Die Rechtsbeschwerde wird nicht zugelassen.
Tatbestand
I. Die Beklagte (geb. am 31.03.1935) war bei dem inzwischen verstorbenen Kläger von November 2007 bis zum 30.06.2008 als Haushaltshilfe zu einem Monatslohn von EUR 500,00 beschäftigt. Der Kläger hat der Beklagten am 10.12.2007 ein Darlehen von EUR 2.400,00 gewährt; die Restdarlehensschuld beläuft sich unstreitig auf EUR 1.800,00. Mit seiner am 29.10.2009 zugestellten Klage macht der Kläger die Rückzahlung des Darlehens geltend.

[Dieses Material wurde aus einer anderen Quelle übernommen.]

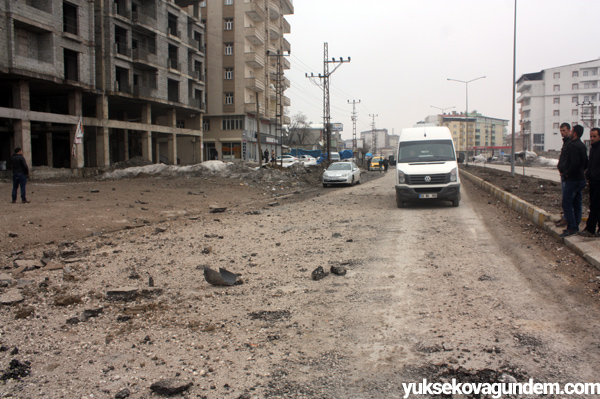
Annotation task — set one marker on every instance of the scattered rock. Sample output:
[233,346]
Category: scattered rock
[170,387]
[319,273]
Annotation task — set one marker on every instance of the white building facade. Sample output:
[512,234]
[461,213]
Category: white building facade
[569,93]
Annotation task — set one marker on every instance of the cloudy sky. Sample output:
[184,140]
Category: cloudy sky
[403,51]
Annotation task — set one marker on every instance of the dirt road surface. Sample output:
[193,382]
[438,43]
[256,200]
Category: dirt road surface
[431,291]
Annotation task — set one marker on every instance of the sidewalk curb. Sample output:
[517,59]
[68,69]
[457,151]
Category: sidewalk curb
[584,247]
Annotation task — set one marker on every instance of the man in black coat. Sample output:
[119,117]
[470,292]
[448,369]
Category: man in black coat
[573,178]
[565,132]
[592,174]
[20,173]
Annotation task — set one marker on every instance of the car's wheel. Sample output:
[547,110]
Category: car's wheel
[399,203]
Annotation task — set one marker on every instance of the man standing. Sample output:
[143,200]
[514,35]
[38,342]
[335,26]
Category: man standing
[592,174]
[565,132]
[20,173]
[572,174]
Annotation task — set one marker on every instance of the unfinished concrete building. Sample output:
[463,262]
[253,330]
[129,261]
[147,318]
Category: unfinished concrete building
[246,59]
[132,71]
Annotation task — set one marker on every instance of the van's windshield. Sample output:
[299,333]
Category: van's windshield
[426,151]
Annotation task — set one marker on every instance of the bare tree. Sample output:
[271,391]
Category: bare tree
[299,130]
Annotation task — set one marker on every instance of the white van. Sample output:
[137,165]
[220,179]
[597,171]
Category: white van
[426,167]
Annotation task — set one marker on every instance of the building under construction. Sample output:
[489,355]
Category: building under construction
[90,83]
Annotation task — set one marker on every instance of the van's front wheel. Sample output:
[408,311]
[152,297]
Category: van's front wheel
[399,202]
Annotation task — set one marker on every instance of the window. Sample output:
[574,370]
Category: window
[69,18]
[233,123]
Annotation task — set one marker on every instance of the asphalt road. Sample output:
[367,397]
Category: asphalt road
[543,173]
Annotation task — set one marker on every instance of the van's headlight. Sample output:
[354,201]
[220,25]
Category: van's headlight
[401,177]
[454,175]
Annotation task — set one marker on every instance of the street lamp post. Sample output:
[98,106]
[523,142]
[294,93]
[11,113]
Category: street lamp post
[466,82]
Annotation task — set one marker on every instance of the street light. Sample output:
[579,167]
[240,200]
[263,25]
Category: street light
[466,82]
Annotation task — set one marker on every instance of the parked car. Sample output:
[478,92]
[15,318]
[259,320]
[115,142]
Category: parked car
[288,160]
[375,163]
[307,160]
[341,173]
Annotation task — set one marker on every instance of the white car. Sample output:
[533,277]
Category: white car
[288,160]
[307,160]
[341,173]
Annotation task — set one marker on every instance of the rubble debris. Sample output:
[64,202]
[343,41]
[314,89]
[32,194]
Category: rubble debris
[170,387]
[338,270]
[217,209]
[319,273]
[16,370]
[223,277]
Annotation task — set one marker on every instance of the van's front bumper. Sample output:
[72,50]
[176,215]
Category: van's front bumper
[419,193]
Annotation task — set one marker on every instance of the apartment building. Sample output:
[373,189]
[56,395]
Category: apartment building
[128,73]
[245,63]
[569,93]
[485,134]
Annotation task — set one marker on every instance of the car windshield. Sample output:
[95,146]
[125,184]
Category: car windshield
[340,166]
[426,151]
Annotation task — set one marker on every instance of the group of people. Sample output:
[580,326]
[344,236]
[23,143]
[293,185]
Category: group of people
[266,156]
[577,170]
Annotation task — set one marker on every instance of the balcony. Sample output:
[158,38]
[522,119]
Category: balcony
[143,91]
[255,13]
[286,26]
[274,34]
[255,35]
[143,57]
[143,19]
[255,84]
[172,63]
[250,108]
[255,60]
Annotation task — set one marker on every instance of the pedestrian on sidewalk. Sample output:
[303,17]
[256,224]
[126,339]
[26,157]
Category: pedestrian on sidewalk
[592,174]
[565,132]
[20,173]
[573,177]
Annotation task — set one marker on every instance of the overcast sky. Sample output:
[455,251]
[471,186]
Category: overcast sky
[403,52]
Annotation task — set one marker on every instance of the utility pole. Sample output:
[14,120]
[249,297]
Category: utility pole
[325,87]
[278,97]
[373,139]
[354,118]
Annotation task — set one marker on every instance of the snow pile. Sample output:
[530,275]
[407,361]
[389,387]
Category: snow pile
[546,162]
[211,167]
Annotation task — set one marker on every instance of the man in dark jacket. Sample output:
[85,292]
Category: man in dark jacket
[565,132]
[573,178]
[592,174]
[20,173]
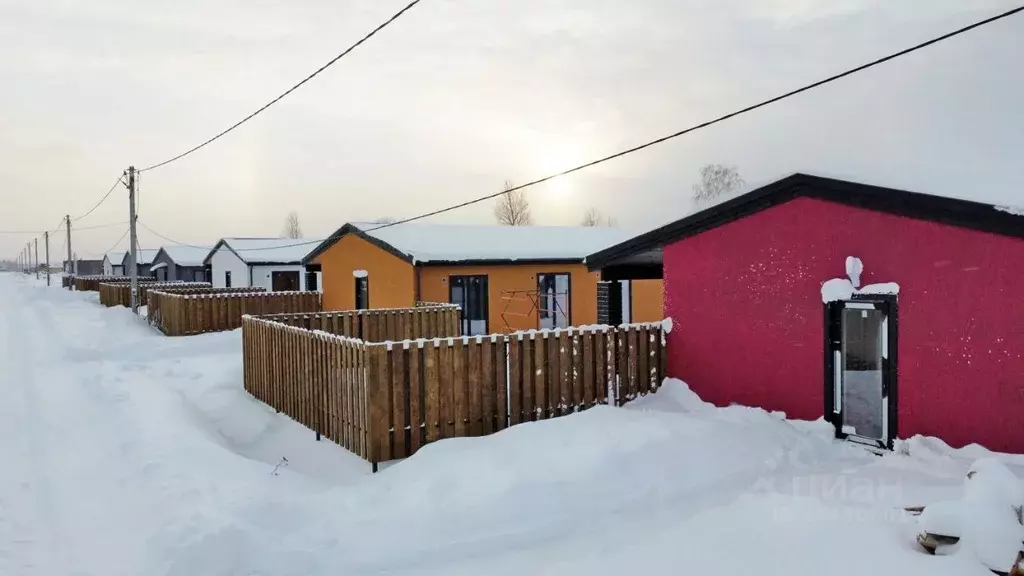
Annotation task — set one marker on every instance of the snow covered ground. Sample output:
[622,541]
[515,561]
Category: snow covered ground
[126,452]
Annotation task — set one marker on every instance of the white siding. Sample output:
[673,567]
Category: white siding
[261,275]
[225,260]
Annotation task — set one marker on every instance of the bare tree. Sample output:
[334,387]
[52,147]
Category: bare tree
[717,181]
[594,218]
[292,228]
[513,208]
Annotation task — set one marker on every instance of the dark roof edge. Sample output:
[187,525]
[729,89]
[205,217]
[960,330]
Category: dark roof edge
[352,229]
[950,211]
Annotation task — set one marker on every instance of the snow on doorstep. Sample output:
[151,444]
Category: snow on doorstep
[1015,210]
[186,255]
[278,250]
[441,242]
[840,289]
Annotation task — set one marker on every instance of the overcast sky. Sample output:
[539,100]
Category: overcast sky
[460,95]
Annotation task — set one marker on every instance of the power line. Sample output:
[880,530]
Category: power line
[101,200]
[290,90]
[715,121]
[172,241]
[98,227]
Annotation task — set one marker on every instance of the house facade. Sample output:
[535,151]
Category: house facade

Die Beklagte beantragt Prozesskostenhilfe unter Beiordnung ihrer Prozessbevollmächtigten und wendet gegen die Klage ein, sie habe den geschuldeten Restbetrag „mehr als abbezahlt”. Sie habe in der 7-Tage-Woche 12 bis 14 Stunden täglich arbeiten müssen. Mit Widerklage vom 23.11.2009 verlangte sie zunächst die Zahlung rückständigen Lohns in Höhe von EUR 4.261,60. Auch hierfür beantragt sie Prozesskostenhilfe. Die Widerklage hat sie im Gütetermin vor dem Arbeitsgericht um EUR 1.800,00 auf EUR 2.461,60 brutto reduziert.
Die Widerklageforderung berechnet die Beklagte zuletzt im Schriftsatz vom 14.01.2010 wie folgt: Sie habe mit dem Kläger eine 6-Tage-Woche mit ca. 6 bis 6,5 Stunden täglich vereinbart. Ausgehend von einem Bruttomonatslohn von EUR 800,00 (EUR 500,00 in bar, EUR 300,00 für Kost und Logis) bei 40 Wochenstunden ergebe sich ein Stundenlohn von EUR 5,20 brutto. Sie mache Überstundenvergütung für die Monate Januar bis Juni 2008 in Höhe von EUR 710,26 brutto monatlich geltend, das entspreche 136,5 Überstunden im Monat, was 34 Überstunden wöchentlich entspreche. Sie habe sonntags 8 Stunden gearbeitet und an den Wochentagen über die vereinbarten 6 Stunden hinaus mindestens 4 bis 4,5 Stunden zusätzlich.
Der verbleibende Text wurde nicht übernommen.